6. Alterações na visão, como visão embaçada ou dupla
Visão turva, visão dupla ou perda breve da visão em um dos olhos pode parecer um problema exclusivamente oftalmológico, mas alguns AVCs lacunares interferem no controle dos músculos oculares ou em vias visuais. Como esses sintomas às vezes melhoram rapidamente, acabam sendo ainda mais facilmente descartados.
Mesmo que o episódio seja breve, mudanças visuais repentinas não devem ser ignoradas.
7. Dor de cabeça inesperada ou confusão passageira
Uma dor de cabeça súbita e leve ou momentos curtos de confusão mental, como esquecer por alguns segundos onde está ou o que ia fazer, também podem funcionar como sinais iniciais. Nem sempre estão presentes, mas podem acompanhar alterações lacunares, sobretudo quando pequenos eventos cerebrais vão se acumulando ao longo do tempo.

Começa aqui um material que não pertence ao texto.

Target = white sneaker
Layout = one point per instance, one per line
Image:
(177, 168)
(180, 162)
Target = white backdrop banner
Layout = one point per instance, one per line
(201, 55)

Por que esses sinais merecem mais atenção do que parecem
Essas mudanças discretas nem sempre aparecem isoladamente. Em muitos casos, elas surgem em conjunto, e reconhecê-las cedo pode favorecer melhores resultados para a saúde cerebral. Grandes organizações de saúde reforçam que controlar fatores de risco como hipertensão, diabetes e tabagismo reduz significativamente a chance de progressão do problema.

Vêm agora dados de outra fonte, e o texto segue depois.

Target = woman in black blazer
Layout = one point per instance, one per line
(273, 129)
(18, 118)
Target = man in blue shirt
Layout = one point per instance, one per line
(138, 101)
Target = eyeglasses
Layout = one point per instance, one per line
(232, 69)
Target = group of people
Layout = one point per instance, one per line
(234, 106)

Pesquisas também mostram que ajustes no estilo de vida ajudam a preservar a saúde dos vasos sanguíneos. Veja uma comparação simples entre fatores de risco comuns e hábitos de apoio:
| Fator de risco | Como contribui | Hábito de apoio |
|---|---|---|
| Pressão alta | Danifica os pequenos vasos | Monitorar com frequência e manter níveis saudáveis |
| Diabetes | Prejudica o fluxo sanguíneo | Alimentação equilibrada e acompanhamento regular |
| Tabagismo | Torna o sangue mais espesso e afeta a circulação | Parar de fumar |
| Sedentarismo | Reduz a saúde vascular | Caminhadas diárias ou atividade física leve |
Medidas práticas para apoiar a saúde do cérebro todos os dias
É possível adotar atitudes simples para favorecer uma boa circulação cerebral e diminuir riscos potenciais:
- Verifique a pressão arterial regularmente — Medidores domésticos podem facilitar esse acompanhamento e ajudar a identificar mudanças cedo.
- Invista em alimentos amigos do cérebro — Verduras de folhas verdes, frutas vermelhas, nozes e peixes ricos em ômega-3 ajudam a apoiar a saúde vascular.
- Mantenha-se ativo — Tente caminhar cerca de 30 minutos na maioria dos dias para estimular a circulação.
- Controle outras condições de saúde — Diabetes, colesterol elevado e problemas cardíacos devem ser acompanhados com orientação médica.
- Hidrate-se e durma bem — Boa hidratação e sono adequado contribuem para o funcionamento cerebral.
- Procure avaliação médica sem demora — Se perceber qualquer um desses sinais, mesmo que pareçam leves ou desapareçam rápido, vale buscar orientação profissional.

Conclusão
O AVC lacunar pode parecer silencioso, mas os sinais de alerta existem para quem sabe observá-los. Ao prestar atenção nessas sete mudanças sutis, especialmente à fala arrastada ou à dificuldade de encontrar palavras, é possível agir mais cedo em favor da saúde do cérebro. Pequenos cuidados diários podem representar uma grande proteção com o avanço da idade.
Perguntas frequentes
Qual é a diferença entre AVC lacunar e outros tipos de AVC?
O AVC lacunar afeta pequenos vasos localizados em áreas profundas do cérebro, geralmente provocando sintomas mais discretos. Já outros tipos de AVC costumam atingir áreas maiores e causar manifestações mais intensas e visíveis.
Mudanças no estilo de vida realmente ajudam a reduzir o risco?
Sim. Evidências mostram de forma consistente que controlar a pressão arterial, manter uma alimentação equilibrada, praticar atividade física e evitar o cigarro contribui para a saúde dos vasos sanguíneos e reduz o risco geral de AVC.
Quando devo procurar um médico?
Se você notar fraqueza súbita, dormência, alteração na fala, tontura, desequilíbrio ou mudanças na visão, mesmo que passem rapidamente, procure um profissional de saúde o quanto antes para avaliação.
Aviso médico
Este conteúdo tem finalidade exclusivamente informativa e não substitui orientação médica profissional. Sempre consulte seu médico ou outro profissional de saúde qualificado para receber recomendações adequadas ao seu caso.